Certain limitations should be noted in this study. This was a retrospective study, observations were made without prospective criteria for clinical management, and the sample size in this study was small. Therefore, the diagnostic criteria should be further investigated using a large sample size. Additionally, CEUS is not the major criterion for management of UAE. However, in our study, four patients who were diagnosed with CSP with a myometrial thickness of <3 mm by TVS were finally diagnosed as having a lower intrauterine pregnancy filling the cesarean scar diverticulum by CEUS. CEUS showed that the implantation position was not at the cesarean section site in these patients, and the perfusion features and time-intensity curve parameters of CEUS were not consistent with CSP. Clinicians sufficiently communicated with the patients, prepared for emergency intraoperative massive hemorrhage, and successfully carried out ultrasound-guided uterine curettage. Fortunately, intraoperative blood loss was <100 mL in all patients, and unnecessary UAE before uterine curettage was avoided. No abnormalities were observed in postoperative CEUS, and HCG levels progressively decreased to normal levels.

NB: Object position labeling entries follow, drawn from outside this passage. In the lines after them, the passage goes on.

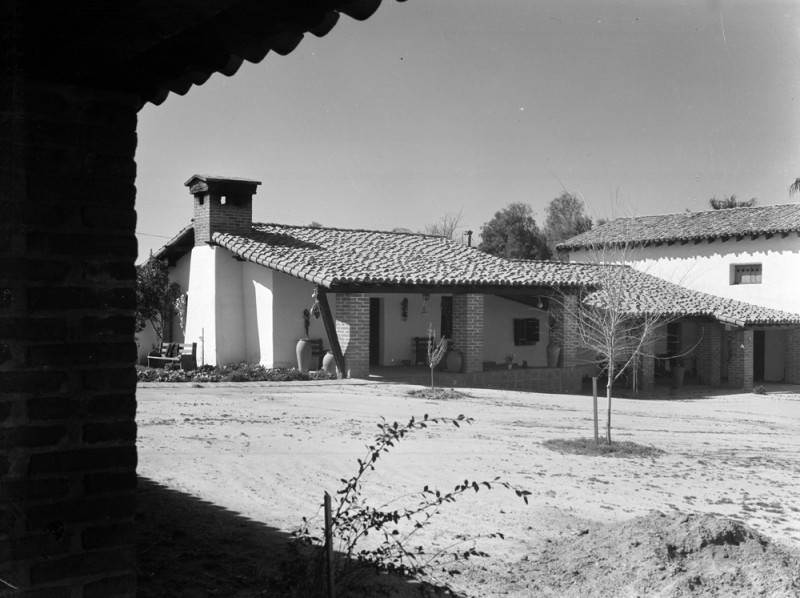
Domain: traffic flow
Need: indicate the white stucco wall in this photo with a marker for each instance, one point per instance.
(200, 310)
(706, 267)
(257, 305)
(498, 329)
(396, 334)
(180, 273)
(214, 315)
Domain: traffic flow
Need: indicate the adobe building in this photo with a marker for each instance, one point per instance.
(73, 76)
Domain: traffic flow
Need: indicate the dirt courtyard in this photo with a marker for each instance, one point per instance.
(267, 451)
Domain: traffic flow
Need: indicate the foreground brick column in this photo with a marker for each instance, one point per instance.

In conclusion, CEUS can dynamically display characteristics of the microcirculation in CSP. CEUS can clearly show the relationship between a cesarean scar and the GS, and enable judgement of the depth of villus infiltration more accurately compared with conventional TVS. CEUS can be used as a supplementary examination method of TVS, and CEUS can provide more precise diagnostic information for clinical selection of appropriate treatment and avoid excessive UAE.